To say Cyrus is on something of a roll at the moment is an understatement in the extreme.
Last year the SE series of CD players demolished the competition; now the XP series of matching amps is well on its way to doing the same thing, with the 6 XP and 8 XPd both receiving emphatic five-star reviews in recent months.
The 8 XP, is simply the XPd without the built-in DAC. On paper that means it should sound as good as its £1500 sibling. Guess what? It does.
Right from the off the 8 XP is just sensational, with focus and precision that its rivals can't match.
More after the break
Fed Simian Mobile Disco's 10,000 Horses Can't be Wrong, the Cyrus goes hell for leather, tracking every note with real accuracy.
There's plenty of tricky treble here, but played through the 8 XP it positively twinkles. Although a couple of amps here go a little deeper in the bass, the Cyrus trumps them with its tautness.
The Gladiator OST highlights the 8 XP's other qualities. During The Battle, with its frequent shifts in tempo and scale, the Cyrus reproduces the slow build ups with real subtlety, while also launching the sudden crescendos with the skill and accuracy of a sniper.
Incredibly transparent and detailed Move on to the more delicate Elysium and the 8 XP proves to be a most transparent performer by some margin.
It highlights each of the instruments, separating them out and revealing all the texture in each note.

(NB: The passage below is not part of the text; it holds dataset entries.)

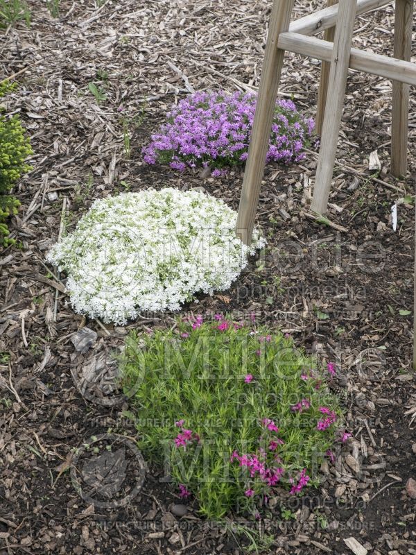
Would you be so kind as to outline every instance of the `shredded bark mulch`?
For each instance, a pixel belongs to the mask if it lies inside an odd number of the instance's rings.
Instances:
[[[8,104],[35,152],[16,193],[17,243],[0,258],[0,553],[248,552],[236,517],[208,522],[162,469],[145,472],[128,398],[114,385],[110,354],[128,331],[168,325],[174,315],[144,314],[125,327],[86,321],[67,304],[64,276],[44,260],[94,199],[119,191],[202,187],[238,208],[241,170],[178,175],[147,166],[141,148],[184,94],[255,89],[271,3],[63,0],[58,19],[43,3],[28,3],[30,28],[10,26],[0,43],[1,75],[22,71]],[[322,6],[302,0],[294,17]],[[392,6],[357,17],[355,45],[391,54],[393,20]],[[318,76],[316,61],[288,55],[281,94],[314,115]],[[252,525],[267,553],[416,554],[415,209],[407,198],[416,118],[411,96],[409,172],[397,181],[389,175],[391,89],[350,74],[329,225],[309,212],[315,152],[300,164],[268,166],[258,211],[264,253],[229,291],[186,307],[254,313],[337,364],[331,386],[353,437],[334,465],[322,465],[318,490],[297,500],[282,492],[270,518]],[[374,151],[378,171],[369,169]],[[85,327],[91,332],[76,334]]]

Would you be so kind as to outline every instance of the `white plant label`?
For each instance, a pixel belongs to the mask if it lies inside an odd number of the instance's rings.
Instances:
[[[397,205],[394,204],[391,207],[392,212],[392,225],[393,226],[393,231],[396,231],[397,227]]]

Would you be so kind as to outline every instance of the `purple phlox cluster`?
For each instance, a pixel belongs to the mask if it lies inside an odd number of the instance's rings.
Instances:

Any flaws? Well, the analytical nature of the reproduction won't flatter poorly recorded music or very bright speakers, but that's not exactly a fault.
It's also true that other amps have greater scale, but the Cyrus' many other qualities easily make up for that.
Besides, if you want the pace, detail and transparency of the 8 XP, but with extra authority, you can always take advantage of the Cyrus' upgrade potential and add a PSX-R power supply.
It might take the total cost up to £1750, but it'll take much more expensive systems to the cleaners.